Over $400,000 and growing
 
The Corporate Counsel Section began awarding grants in 1997 and since that time has awarded $437,876, primarily to pro bono legal service providers. All funds for these grants come from sources other than member dues, which are dedicated to providing member benefits. Primary among the sources of revenue for grants is the annual Corporate Counsel Institute, co-sponsored with the University of Texas CLE program. Following a rigorous application and review process, the Section awarded $44,500 in grants during 2014 to the following pro bono legal services providers in Texas to support their efforts to develop and/or maintain programs that focus on providing volunteer and training opportunities for in-house and other corporate counsel.

Texas C-BAR/Legal Assistance to Microenterprise Project ($10,000) 
 
The Section is pleased that it has been able to partner with Texas Community Building with Attorney Resources (“Texas C-BAR”) since 2002. Texas C-Bar is a project of Texas RioGrande Legal Aid, which has a service area covering 68 counties in southwestern Texas. Texas C-Bar has teamed up with the U.S. Department of Housing and Urban Development to form the Legal Assistance to Microenterprise Project (“LAMP”). It is the only project of its kind in Texas, providing free business law services across the state to low-income micro-entrepreneurs and community-based nonprofits serving low-income communities.
 
Texas C-Bar has built an innovative pro bono business law program for transactional attorneys throughout the State of Texas that works to meet the needs of in-house counsel.  With assistance from the Section and other sponsors, Texas C-Bar has recruited 280 of the state’s corporate law departments and law firms to participate in referrals, conducted 375 legal education workshops and numerous clinics and has developed a legal resource library with over 520 model legal documents.

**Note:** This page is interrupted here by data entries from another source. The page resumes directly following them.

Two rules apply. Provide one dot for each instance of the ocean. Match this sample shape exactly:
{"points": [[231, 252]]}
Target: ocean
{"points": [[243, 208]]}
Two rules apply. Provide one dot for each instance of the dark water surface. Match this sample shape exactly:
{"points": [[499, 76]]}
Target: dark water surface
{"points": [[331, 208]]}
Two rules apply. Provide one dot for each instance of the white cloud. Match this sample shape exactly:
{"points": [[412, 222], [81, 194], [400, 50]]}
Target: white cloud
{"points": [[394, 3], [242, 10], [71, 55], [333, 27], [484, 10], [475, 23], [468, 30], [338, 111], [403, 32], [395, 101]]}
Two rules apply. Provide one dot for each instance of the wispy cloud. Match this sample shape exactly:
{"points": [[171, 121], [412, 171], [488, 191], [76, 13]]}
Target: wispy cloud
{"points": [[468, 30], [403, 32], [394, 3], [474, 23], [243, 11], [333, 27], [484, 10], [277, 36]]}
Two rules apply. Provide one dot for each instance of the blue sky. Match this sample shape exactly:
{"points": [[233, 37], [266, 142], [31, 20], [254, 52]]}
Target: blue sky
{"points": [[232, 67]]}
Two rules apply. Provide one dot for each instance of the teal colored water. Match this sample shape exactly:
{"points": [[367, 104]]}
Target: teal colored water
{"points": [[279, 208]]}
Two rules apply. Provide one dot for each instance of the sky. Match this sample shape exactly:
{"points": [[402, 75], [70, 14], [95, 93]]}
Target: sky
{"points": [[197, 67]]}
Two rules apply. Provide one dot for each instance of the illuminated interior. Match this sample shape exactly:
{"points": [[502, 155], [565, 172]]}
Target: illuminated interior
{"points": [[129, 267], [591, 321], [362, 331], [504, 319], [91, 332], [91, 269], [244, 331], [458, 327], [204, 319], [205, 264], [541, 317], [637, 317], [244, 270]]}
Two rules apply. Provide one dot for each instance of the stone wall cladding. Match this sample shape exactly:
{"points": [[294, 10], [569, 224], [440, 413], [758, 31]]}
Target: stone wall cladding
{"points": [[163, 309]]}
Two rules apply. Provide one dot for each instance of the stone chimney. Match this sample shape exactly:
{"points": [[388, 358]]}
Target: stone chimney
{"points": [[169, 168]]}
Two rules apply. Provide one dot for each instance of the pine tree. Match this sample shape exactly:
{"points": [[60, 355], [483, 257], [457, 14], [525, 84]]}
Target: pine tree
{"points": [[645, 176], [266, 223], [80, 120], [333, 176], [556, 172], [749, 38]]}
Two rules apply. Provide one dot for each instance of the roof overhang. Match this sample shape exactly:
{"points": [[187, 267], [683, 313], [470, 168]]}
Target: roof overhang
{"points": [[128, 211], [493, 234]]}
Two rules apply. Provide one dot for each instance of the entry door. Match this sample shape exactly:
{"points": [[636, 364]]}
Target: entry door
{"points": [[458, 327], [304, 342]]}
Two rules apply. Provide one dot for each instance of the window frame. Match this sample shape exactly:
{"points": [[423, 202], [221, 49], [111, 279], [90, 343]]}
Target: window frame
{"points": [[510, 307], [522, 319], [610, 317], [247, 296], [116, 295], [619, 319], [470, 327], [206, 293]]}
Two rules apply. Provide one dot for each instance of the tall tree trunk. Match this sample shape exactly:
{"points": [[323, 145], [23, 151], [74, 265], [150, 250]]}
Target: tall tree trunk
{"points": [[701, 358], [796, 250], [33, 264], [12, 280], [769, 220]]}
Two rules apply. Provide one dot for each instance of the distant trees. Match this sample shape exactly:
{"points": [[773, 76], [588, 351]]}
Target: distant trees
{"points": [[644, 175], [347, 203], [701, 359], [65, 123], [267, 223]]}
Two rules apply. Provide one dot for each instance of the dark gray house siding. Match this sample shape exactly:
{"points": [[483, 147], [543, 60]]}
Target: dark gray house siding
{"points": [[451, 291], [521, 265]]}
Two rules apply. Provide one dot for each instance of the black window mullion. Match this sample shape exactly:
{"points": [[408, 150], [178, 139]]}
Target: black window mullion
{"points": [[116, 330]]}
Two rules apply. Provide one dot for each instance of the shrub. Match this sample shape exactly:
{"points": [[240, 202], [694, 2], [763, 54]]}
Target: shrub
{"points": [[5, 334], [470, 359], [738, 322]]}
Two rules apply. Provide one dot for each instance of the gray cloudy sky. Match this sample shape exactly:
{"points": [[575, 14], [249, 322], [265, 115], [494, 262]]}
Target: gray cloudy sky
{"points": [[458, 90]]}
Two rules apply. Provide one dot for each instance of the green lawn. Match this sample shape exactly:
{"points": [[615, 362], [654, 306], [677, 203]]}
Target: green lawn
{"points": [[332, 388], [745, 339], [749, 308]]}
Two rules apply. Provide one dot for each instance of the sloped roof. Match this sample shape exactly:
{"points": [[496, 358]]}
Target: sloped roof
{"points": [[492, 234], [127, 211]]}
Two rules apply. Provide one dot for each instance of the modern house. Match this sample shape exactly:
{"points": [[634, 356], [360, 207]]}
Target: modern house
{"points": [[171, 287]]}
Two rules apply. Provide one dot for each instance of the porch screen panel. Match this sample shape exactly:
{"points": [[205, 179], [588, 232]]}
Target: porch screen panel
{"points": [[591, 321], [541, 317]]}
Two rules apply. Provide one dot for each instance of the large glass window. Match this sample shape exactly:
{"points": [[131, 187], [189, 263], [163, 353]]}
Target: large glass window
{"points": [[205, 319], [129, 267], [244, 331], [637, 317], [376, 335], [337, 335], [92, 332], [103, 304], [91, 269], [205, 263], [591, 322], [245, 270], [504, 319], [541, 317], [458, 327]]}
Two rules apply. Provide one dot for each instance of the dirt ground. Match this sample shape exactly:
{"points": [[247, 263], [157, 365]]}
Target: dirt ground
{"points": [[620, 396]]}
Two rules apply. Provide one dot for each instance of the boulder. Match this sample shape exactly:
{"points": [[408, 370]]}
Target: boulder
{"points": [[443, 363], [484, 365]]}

Volunteer:  Attorneys accepting referrals from Texas C-BAR/LAMP can participate in small business pro bono legal clinics that provide microenterprise and small business owners with free one-on-one legal consultations. Clinics, which will be held this year in Dallas, San Antonio, Houston and Austin, are scheduled for weekday evenings, the most convenient time for both volunteers and clients. The pro bono opportunity is limited in time and scope which allows for easy planning and follow-through by in-house volunteers. The clinic model also creates an opportunity for an entire law department to engage in a team building opportunity and “adopt a clinic,” staffing it entirely.
 
Texas C-Bar/LAMP provides unique transactional opportunities for corporate counsel. The types of legal matters referred include:
  • legal counsel and advice in starting and organizing a new business;
  • drafting, reviewing and/or negotiating contracts such as leases, loan documents, and vendor agreements and formation documents;
  • legal advice regarding business permits and licenses and other applicable laws and regulations; and
  • referral to micro-lenders, entrepreneurial training and technical assistance programs.
Learn more:  http://www.texascbar.org or 512-374-2713.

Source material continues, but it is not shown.